Synopsis : Téhéran, octobre 2022. Une troupe de théâtre répète la comédie grecque Lysistrata d’Aristophane. Au cours d’une scène où les vieillards prennent d’assaut l’Acropole conquise par les femmes d’Athènes, la troupe apprend qu’elle est encerclée par la police anti-émeute qui marche autour du bâtiment pour réprimer une grande manifestation.

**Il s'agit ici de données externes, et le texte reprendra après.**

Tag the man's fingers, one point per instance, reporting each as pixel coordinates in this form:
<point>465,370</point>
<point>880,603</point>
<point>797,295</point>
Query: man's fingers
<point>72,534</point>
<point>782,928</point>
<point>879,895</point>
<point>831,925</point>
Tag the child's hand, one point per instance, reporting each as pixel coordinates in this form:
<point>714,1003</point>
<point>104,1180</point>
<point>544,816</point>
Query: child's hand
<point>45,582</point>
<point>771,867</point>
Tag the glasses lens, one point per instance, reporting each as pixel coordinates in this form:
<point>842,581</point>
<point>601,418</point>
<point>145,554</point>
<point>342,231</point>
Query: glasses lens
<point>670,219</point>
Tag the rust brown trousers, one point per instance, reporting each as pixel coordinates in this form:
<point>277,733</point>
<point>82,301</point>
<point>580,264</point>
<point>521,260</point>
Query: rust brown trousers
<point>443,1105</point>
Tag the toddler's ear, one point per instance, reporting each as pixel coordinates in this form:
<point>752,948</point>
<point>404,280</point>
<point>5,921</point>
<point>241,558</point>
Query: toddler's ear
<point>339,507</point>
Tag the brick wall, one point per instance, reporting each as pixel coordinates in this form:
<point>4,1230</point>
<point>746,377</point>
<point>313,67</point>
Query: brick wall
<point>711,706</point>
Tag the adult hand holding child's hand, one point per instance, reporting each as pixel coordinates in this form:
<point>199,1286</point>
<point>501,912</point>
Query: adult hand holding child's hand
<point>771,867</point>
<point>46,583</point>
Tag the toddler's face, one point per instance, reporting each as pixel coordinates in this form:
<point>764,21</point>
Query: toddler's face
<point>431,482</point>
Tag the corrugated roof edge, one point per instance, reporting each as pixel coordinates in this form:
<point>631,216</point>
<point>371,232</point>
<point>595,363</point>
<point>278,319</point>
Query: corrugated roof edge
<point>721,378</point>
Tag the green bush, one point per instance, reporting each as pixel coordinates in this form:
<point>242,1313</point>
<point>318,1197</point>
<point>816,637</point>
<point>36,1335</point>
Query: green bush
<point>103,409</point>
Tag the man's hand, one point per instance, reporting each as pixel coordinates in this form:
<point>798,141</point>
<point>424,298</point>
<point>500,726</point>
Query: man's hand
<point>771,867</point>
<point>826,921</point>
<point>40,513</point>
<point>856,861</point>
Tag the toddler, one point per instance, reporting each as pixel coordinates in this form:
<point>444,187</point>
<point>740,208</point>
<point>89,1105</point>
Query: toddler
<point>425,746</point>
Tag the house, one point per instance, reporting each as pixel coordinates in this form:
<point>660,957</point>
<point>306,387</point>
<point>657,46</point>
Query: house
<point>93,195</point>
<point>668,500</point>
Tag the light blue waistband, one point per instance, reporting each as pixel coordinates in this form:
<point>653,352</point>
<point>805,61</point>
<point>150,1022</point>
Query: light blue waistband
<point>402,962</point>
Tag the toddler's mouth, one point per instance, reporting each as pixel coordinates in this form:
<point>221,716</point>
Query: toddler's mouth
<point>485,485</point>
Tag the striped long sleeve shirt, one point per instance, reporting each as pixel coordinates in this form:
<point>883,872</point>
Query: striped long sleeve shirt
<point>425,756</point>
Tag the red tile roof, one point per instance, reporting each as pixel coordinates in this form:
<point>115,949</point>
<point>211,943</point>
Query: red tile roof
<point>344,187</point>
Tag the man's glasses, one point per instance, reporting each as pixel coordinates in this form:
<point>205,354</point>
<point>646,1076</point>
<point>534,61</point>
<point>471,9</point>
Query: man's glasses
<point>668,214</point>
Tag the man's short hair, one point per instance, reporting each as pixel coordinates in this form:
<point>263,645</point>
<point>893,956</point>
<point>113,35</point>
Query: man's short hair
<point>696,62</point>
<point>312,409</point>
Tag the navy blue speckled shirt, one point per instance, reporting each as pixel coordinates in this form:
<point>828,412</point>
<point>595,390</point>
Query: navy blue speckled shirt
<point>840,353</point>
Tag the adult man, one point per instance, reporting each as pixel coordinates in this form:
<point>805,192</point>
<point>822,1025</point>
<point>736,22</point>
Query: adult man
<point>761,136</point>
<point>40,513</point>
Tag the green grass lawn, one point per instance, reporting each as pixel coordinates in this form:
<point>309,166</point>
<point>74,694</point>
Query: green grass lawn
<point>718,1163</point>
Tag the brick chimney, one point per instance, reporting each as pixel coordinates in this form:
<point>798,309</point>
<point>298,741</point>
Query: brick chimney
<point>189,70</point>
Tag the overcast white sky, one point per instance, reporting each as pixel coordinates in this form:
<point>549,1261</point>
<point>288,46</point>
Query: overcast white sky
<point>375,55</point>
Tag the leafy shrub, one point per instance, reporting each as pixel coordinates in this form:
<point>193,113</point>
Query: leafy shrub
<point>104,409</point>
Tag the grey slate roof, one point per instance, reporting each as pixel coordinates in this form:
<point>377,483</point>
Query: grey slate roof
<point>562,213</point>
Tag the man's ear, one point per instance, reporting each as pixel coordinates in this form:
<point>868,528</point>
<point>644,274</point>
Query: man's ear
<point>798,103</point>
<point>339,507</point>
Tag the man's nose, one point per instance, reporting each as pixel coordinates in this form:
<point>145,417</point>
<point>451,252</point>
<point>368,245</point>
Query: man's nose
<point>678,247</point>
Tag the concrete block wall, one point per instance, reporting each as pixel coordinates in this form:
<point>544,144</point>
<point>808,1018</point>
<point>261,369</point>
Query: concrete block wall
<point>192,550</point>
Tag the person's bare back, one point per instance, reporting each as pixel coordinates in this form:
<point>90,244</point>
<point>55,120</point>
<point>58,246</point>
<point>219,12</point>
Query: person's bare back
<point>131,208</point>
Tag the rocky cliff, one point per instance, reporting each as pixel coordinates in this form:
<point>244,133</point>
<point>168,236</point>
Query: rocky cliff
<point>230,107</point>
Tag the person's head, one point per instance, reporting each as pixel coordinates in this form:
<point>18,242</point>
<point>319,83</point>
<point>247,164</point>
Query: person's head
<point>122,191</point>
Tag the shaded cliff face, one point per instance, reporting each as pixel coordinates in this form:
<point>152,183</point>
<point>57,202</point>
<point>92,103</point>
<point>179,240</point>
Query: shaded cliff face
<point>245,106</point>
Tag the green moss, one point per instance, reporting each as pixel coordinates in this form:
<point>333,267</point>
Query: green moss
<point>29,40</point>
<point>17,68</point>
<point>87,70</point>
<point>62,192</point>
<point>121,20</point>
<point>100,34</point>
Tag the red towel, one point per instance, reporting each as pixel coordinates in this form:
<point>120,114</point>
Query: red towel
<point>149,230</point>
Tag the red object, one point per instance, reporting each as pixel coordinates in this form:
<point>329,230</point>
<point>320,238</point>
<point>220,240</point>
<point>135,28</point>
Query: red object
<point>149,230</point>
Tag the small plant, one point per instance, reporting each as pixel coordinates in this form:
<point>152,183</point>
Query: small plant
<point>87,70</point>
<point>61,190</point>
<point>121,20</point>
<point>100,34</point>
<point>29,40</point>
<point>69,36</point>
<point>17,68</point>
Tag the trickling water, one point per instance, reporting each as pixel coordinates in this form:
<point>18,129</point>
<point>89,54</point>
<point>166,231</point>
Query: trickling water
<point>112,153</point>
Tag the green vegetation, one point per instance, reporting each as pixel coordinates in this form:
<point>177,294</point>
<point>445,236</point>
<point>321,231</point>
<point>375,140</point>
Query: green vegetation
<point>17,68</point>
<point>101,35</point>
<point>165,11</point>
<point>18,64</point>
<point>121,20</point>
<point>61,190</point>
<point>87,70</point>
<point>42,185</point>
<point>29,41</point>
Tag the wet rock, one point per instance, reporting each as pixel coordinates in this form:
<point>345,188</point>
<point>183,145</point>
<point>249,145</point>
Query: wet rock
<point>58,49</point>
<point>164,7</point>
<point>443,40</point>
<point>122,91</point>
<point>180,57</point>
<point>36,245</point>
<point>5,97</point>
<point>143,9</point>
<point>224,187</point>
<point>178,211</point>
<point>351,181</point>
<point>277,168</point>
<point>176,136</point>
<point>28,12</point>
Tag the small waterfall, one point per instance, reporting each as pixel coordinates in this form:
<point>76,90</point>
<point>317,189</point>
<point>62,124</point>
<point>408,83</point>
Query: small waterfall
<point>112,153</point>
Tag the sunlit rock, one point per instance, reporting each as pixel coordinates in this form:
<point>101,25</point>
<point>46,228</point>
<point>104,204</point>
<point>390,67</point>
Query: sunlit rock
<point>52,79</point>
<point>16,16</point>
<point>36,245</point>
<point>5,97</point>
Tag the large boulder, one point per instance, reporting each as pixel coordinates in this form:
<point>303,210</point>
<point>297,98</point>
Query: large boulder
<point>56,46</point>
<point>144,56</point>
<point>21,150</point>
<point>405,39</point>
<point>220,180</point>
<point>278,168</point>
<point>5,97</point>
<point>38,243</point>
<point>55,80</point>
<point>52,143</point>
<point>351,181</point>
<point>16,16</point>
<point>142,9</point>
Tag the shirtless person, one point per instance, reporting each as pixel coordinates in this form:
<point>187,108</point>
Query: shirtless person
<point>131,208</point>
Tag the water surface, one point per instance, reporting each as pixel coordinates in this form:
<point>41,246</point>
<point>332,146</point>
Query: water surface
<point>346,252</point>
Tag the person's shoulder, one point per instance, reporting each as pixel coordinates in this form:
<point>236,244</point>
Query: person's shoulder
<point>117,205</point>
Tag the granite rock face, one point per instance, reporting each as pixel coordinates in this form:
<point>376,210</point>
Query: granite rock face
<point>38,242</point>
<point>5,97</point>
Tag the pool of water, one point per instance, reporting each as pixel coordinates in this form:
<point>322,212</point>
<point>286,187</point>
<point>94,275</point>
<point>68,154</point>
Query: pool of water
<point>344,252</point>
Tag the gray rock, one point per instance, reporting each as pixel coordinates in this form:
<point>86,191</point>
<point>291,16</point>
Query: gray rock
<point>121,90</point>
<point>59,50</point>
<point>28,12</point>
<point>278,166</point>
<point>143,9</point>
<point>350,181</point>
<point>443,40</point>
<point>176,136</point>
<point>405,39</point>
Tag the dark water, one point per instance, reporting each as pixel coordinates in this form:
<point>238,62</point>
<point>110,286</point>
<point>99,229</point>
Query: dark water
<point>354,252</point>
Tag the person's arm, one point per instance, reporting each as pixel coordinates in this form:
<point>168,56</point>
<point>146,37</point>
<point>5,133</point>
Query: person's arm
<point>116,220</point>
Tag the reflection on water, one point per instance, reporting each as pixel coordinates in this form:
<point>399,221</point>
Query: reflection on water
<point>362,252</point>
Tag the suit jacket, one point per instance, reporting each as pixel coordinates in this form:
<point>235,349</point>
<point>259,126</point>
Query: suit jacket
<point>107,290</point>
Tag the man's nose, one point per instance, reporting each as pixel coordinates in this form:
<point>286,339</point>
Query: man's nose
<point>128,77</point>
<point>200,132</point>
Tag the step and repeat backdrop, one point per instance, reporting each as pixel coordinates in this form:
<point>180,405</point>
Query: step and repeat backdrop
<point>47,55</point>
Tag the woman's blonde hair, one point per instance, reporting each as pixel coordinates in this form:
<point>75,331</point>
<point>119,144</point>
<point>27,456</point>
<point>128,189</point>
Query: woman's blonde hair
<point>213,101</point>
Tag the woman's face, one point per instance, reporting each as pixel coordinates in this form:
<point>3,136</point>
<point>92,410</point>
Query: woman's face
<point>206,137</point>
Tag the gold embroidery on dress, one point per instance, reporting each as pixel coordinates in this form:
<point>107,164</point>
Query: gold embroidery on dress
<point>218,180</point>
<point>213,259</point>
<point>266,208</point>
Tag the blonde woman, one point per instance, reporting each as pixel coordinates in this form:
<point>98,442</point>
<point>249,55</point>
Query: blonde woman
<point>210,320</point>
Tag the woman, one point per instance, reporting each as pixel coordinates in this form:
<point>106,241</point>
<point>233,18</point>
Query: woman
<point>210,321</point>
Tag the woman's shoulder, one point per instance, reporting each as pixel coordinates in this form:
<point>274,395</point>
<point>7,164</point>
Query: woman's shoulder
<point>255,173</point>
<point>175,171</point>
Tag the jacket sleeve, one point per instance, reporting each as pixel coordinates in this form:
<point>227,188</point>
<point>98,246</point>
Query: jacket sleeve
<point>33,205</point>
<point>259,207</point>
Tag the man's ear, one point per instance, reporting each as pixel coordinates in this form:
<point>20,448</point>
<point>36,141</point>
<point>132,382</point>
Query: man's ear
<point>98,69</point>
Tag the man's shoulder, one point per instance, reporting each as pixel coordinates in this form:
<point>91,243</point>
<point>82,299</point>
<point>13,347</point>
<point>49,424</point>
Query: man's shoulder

C’est peu dire que l’arrivée du spectateur dans Le soleil se lèvera du réalisateur iranien Ayat Najafi n’est pas des plus faciles : pourquoi ne voit on que les bas des corps, jambes, pieds, chaussures, des femmes qu’on entend s’exprimer ? Pourquoi cette forme de volupté lorsque des jambes se frôlent ? Pourquoi, de temps en temps, les images deviennent-elles floues ? Pourquoi ces passages du noir et blanc à la couleur et vice versa ? A quoi correspond ce qu’on entend : il est question d’Athènes alors qu’on croyait être à Téhéran ! Et puis petit à petit, on se laisse gagner par l’atmosphère du film et on comprend ce qui se passe : si l’on parle d’Athènes, c’est parce qu’on assiste à une répétition de la pièce de théâtre Lysitstrata du dramaturge grec Aristophane, une pièce écrite en 411 av. J.-C. et qui est souvent considérée comme étant la première pièce féministe de l’histoire.  Pensez donc : dans cette pièce, les femmes de Grèce, désirant que leurs maris arrêtent la guerre en cours, lancent une grève du sexe, une grève qu’elles ne cesseront qu’à la fin du conflit. On prend vite conscience que, autour de l’endroit où se déroule la répétition,  se produisent des manifestations, des manifestations sévèrement réprimées par la police. De nombreuses questions se posent : doit on laisser la possibilité d’entrer à des manifestant(e)s, au risque de voir arriver des policiers ? N’y a-t-il pas une forme d’indécence à continuer cette répétition alors qu’une révolution est peut-être en train de se dérouler et que des hommes et, surtout, des femmes sont l’objet de violences policières ? Ne serait il pas préférable de sortir et de se mêler aux manifestant(e)s ? Et puis, pourquoi est-il fait mention de Ayat Najafi, le réalisateur du film, pourquoi est-il traité de touriste par la metteuse en scène, un touriste opportuniste désireux de « prendre une pose intellectuelle » ? N’y a-t-il pas trop de sentimentalisme dans le film, que ce soit dans le choix des costumes ou dans les dialogues ? Mais alors, Le soleil se lèvera est-il vraiment un documentaire sur une répétition d’une pièce de théâtre dans le contexte très particulier de qui ressemble fort à une révolution ?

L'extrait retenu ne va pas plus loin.